# Shiplap or FeatherEdge ?



## Joe Shmoe (1 Oct 2010)

Hi

Building a large storage-shed in the garden, but trying to keep costs down. I can get Barn Grade Featheredge 32x175 for £1.25 per m, which I thought was pretty good and cheaper than 19mm Shiplap, I think ?

I've always used shiplap in the past, but as this shed will be out the way, Im not fussed about it having a more 'rustic' look if I can get it built cheaper.

Are there any downsides to using featherboard, and what kind of overlap will be needed on a 32x175mm profile ?


Thanks
Joe


----------



## OPJ (1 Oct 2010)

On 125mm or 150mm boards, you'd normally allow for a 25mm overlap.

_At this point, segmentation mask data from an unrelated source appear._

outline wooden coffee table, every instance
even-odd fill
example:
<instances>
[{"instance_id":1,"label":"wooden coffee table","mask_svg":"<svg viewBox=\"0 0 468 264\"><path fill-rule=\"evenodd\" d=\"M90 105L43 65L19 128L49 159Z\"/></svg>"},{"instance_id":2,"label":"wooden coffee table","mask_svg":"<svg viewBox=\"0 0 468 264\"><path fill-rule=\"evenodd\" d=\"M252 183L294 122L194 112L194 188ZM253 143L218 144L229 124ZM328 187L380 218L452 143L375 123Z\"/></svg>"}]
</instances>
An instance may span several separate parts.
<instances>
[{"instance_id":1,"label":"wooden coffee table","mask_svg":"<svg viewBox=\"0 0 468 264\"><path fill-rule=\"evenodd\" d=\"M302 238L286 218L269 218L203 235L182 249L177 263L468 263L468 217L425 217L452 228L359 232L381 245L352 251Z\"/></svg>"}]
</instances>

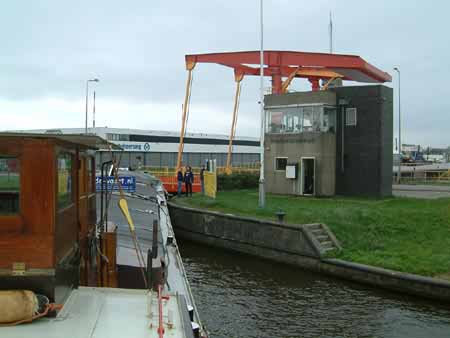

Sometimes, because it's so thin, you can find that featheredge boards split as you nail in to them, particularly close to the ends of a board.


----------



## jams (1 Oct 2010)

I'd go for log lap myself.

James


----------



## Dan-K (1 Oct 2010)

32mm featheredge is approx 6-8mm wide at the narrow edge so you shouldn't really have problems with splitting. When putting 32mm featheredge on barns my dad uses approx 1.5" overlap, and Vasterns recommends 40mm. I wouldn't recommend the thinner stuff with a 3mm edge.

When putting up featheredge as a one-man job we had a couple of Z or S shaped hooks approx 1.5" deep - hook one end over the board below, then rest the next board on the sticking out bit and it will sit there hands-free so you can concentrate on putting your nails in/checking with a spirit level/having a cuppa. Does that make sense? Its just a bent bit of metal basically, but it makes the job much easier 

A bit like a couple of these picture rail hooks, only not as smart. Just remember to remove them before you drive the nails fully home 






I think featheredge can look really nice if done well.


----------



## Benchwayze (2 Oct 2010)

I prefer feather-edge to shiplap (At least the modern shiplap, 'cos after a bit of sun and it dries out warps and splits. )

So does feather-edge these days, but at least you can arrange for a decent overlap so that gaps don't appear. Also it's easier to replace one or two strips, if necessary through splitting. 

I am going to re-clad an old shed and the shiplap is coming off for feather-edge replacement. That is unless I buy a metal shed, which is looking an attractive idea! :lol: 

HTH 
John


----------



## jimi43 (2 Oct 2010)

I would use feather edge too and put some moisture barrier...like tar paper up first.

If you are going to insulate the inside put the moisture barrier up last (inside).

Jim


----------